Disclaimer: I received this eARC from the publisher in exchange for this post — I do appreciate the opportunity, even if it doesn’t come across that way.

—–

3 Stars

Timmy Failure: Mistakes Were Made by Stephan Pastis, Jared Goldsmith

Timmy Failure: Mistakes Were MadeTimmy Failure: Mistakes Were Made

by Stephan Pastis, Jared Goldsmith
Series: Timmy Failure, #1
Unabridged Audiobook, 2 hrs. and 44 min.
Recorded Books, 2013
Read: June 14, 2017


A couple of my kids have been reading this series since #1, and since one of my favorite comic strip writers wrote it, I always intended to read it. Then I stumbled upon Steve Usery’s podcast interview with him, and I really wanted to. But haven’t gotten around to it yet. I stumbled on to the audiobook last week and figured it’d be worth a shot — especially with his appearance in town this last weekend. If I can make it amusing enough to bother reading, I’ll tell you the story tonight of how my son and I didn’t make it. But on to the book.

Timmy fancies himself a fantastic detective with a polar bear sidekick (named Total), he believes he’s on the verge of becoming a multimillionaire with offices throughout the world. In reality, he’s a lousy detective who can’t solve even the easiest of cases, like “Who stole my Halloween candy?” when the victim’s brother is literally surrounded by the evidence.
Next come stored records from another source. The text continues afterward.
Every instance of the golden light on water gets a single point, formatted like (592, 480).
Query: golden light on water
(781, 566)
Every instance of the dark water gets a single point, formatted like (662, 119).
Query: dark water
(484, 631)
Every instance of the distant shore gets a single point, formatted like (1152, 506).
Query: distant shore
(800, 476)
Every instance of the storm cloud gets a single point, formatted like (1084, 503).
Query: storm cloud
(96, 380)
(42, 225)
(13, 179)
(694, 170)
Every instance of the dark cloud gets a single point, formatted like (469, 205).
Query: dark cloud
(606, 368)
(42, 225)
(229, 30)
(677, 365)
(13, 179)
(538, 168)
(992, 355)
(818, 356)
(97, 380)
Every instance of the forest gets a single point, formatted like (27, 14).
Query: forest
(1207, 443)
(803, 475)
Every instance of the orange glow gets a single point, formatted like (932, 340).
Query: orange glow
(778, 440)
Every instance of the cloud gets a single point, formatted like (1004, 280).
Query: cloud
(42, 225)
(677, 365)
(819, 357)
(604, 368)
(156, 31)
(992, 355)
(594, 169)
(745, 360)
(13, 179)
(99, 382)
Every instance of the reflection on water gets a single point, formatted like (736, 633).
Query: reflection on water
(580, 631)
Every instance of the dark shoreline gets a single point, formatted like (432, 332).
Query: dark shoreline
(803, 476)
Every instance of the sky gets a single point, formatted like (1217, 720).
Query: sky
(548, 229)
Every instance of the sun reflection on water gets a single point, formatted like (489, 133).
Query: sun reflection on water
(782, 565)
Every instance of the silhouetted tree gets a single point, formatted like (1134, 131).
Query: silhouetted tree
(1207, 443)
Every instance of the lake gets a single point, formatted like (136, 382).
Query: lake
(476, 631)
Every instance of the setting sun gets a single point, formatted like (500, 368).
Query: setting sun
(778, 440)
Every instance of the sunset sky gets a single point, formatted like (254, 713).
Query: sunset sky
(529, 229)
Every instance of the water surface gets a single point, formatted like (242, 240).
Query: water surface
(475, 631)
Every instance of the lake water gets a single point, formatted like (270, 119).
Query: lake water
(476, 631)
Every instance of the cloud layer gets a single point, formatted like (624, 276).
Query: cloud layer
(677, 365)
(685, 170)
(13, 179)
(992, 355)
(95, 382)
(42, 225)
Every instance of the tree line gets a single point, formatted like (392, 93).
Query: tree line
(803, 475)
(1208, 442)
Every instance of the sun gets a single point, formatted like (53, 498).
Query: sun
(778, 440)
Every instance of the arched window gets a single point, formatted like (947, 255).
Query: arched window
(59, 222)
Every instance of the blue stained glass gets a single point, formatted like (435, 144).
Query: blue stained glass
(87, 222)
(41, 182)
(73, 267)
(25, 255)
You almost get the feeling you’re headed for an Inspector Gadget-style conclusion to the mysteries, where things are solved accidentally, in spite of the detective. Nope — Timmy cannot solve anything. He considers cases closed, but he’s so far from the truth (and so near personal vendettas) that it’s laughable. Which is the point, thankfully.

There’s a level to all of this that’s really sad — Timmy’s the child of a single mom (we don’t know why, at least in this book), struggling to make ends meet, and Timmy’s created this world in which he’s thiiiiiis close to providing financial security for her. She’s at the end of her rope with him, but finds ways to indulge and support his delusions and dreams (and get some actual completed homework from him). She dates a creep for a while, but thankfully, the fact that he and Timmy don’t mesh too well dooms that.

Obviously, the big drawback to the audiobook format is that I don’t get to see the drawings that accompany the text — and that probably detracted a lot. Thankfully, Goldsmith did a great job — the voice was a little annoying, but I’m sure that was intentional. I don’t think I could listen to more than one of these at a time, but that’s probably just me.

A cute story, best suited for younger readers, with enough grin-inducing lines to keep adults reading (and/or listening). I’ll be back for more.